Hospitals Services include but are not limited to:

  • Laboratory

  • Radiology and other testing services (referred to as ancillary services)

  • Operating room services

  • Emergency

  • Pharmacy

  • Medical supplies

  • Inpatient room and board

  • Other services provided by the hospital

If you are a member of a health insurance plan:

  • We will need a copy of your insurance identification card.

  • We also may need the insurance forms supplied by your employer or the insurance company.

  • You will be asked to assign benefits (or request payment) from the insurance company directly to.

  • Your plan may have special requirements, such as a second surgical opinion or pre-certification for certain tests or procedures.

  • You are responsible for meeting the requirements of your health insurance plan.

  • If your plan’s requirements are not followed, you may be financially responsible for all or part of the services you receive.
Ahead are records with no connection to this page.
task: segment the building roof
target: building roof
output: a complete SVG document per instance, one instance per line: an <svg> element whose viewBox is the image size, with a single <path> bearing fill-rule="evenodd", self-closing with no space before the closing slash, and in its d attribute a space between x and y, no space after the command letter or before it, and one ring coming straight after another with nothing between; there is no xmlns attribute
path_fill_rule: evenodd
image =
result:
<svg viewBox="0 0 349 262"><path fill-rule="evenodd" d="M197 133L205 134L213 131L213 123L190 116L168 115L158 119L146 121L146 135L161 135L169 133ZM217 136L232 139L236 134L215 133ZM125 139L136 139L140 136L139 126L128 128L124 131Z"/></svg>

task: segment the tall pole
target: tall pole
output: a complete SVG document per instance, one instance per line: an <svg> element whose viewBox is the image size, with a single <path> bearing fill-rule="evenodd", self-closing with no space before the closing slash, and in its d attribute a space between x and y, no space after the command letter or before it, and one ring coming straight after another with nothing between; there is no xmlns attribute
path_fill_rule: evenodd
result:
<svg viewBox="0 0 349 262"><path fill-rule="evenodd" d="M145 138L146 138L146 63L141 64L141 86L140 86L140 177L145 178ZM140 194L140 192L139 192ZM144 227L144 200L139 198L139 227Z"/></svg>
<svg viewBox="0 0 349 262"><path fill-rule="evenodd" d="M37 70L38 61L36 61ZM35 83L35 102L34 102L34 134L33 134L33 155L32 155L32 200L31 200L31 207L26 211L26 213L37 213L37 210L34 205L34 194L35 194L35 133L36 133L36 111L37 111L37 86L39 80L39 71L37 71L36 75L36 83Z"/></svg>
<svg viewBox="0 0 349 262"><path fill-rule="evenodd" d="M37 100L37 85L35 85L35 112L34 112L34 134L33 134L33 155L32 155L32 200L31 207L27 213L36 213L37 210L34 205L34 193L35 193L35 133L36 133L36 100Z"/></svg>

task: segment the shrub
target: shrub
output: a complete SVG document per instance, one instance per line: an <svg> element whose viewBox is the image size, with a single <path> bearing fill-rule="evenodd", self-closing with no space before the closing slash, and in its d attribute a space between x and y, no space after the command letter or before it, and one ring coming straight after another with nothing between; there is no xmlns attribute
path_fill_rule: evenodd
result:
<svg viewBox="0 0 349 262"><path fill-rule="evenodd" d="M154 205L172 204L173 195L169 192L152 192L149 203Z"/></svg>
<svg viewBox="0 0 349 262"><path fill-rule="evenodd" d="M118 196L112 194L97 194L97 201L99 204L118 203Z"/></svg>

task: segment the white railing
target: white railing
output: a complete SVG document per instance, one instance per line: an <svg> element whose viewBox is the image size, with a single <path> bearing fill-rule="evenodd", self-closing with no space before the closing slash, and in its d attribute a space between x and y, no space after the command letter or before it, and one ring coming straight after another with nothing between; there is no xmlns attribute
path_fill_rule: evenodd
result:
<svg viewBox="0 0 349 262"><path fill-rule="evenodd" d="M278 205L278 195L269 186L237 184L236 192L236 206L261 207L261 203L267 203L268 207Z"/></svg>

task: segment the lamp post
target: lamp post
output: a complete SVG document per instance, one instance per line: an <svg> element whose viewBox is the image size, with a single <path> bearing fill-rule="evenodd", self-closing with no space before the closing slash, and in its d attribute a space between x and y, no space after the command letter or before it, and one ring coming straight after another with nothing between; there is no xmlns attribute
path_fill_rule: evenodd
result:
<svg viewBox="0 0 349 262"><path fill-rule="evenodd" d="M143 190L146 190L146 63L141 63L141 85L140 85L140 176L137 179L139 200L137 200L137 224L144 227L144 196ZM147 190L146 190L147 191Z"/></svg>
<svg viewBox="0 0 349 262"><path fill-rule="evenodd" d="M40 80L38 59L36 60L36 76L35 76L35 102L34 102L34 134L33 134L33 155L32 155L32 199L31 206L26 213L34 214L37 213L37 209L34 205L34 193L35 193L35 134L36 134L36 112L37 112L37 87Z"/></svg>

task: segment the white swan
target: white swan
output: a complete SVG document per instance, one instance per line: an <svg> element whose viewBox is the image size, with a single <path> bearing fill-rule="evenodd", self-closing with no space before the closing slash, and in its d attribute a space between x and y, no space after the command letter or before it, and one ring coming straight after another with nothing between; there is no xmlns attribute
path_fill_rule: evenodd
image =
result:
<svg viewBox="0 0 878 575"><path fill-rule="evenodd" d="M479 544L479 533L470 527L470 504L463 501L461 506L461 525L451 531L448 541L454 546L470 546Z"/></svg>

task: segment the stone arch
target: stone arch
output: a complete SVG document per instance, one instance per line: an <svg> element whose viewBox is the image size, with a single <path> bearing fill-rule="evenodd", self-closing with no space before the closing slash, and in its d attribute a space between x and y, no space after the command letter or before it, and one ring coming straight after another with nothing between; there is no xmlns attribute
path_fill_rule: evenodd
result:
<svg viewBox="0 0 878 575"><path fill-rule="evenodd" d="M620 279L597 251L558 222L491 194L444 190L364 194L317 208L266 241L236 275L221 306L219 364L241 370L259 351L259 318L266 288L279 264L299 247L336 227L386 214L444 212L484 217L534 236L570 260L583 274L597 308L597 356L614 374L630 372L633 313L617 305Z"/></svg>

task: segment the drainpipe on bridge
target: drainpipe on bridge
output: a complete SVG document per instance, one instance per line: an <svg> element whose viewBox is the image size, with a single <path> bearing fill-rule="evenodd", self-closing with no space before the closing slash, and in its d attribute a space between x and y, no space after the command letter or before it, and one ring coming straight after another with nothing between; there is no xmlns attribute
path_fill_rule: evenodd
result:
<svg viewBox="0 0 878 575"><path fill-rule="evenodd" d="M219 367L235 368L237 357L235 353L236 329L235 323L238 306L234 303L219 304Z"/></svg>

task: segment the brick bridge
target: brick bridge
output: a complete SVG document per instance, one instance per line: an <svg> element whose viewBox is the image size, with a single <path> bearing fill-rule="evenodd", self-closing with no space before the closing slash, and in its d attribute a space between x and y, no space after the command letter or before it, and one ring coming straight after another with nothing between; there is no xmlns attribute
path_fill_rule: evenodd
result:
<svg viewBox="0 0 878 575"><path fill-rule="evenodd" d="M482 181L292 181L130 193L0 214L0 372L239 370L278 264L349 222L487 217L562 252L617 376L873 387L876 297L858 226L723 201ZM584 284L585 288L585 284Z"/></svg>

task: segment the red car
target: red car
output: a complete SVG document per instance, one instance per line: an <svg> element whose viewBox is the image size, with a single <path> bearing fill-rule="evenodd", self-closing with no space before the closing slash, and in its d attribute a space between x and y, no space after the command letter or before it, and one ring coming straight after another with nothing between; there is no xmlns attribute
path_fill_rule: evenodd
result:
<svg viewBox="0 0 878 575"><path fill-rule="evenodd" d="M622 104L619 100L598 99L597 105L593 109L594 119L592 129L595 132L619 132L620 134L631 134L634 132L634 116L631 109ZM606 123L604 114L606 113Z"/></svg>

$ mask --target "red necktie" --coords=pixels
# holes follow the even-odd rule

If you are covered by Medicare:

  • We will need a copy of your Medicare card to confirm eligibility and process your Medicare claim.

  • You are responsible for paying deductibles and co-payments.

  • Medicare specifically excludes payment for certain items and services, such as cosmetic surgery, some oral surgery procedures, personal comfort items, hearing evaluations and others.

If you are covered by Medicaid or a PASSE program:

  • We will need a copy of your Medicaid card and or PASSE card

  • Your plan may have special requirements, such as a second surgical opinion or pre-certification for certain tests or procedures.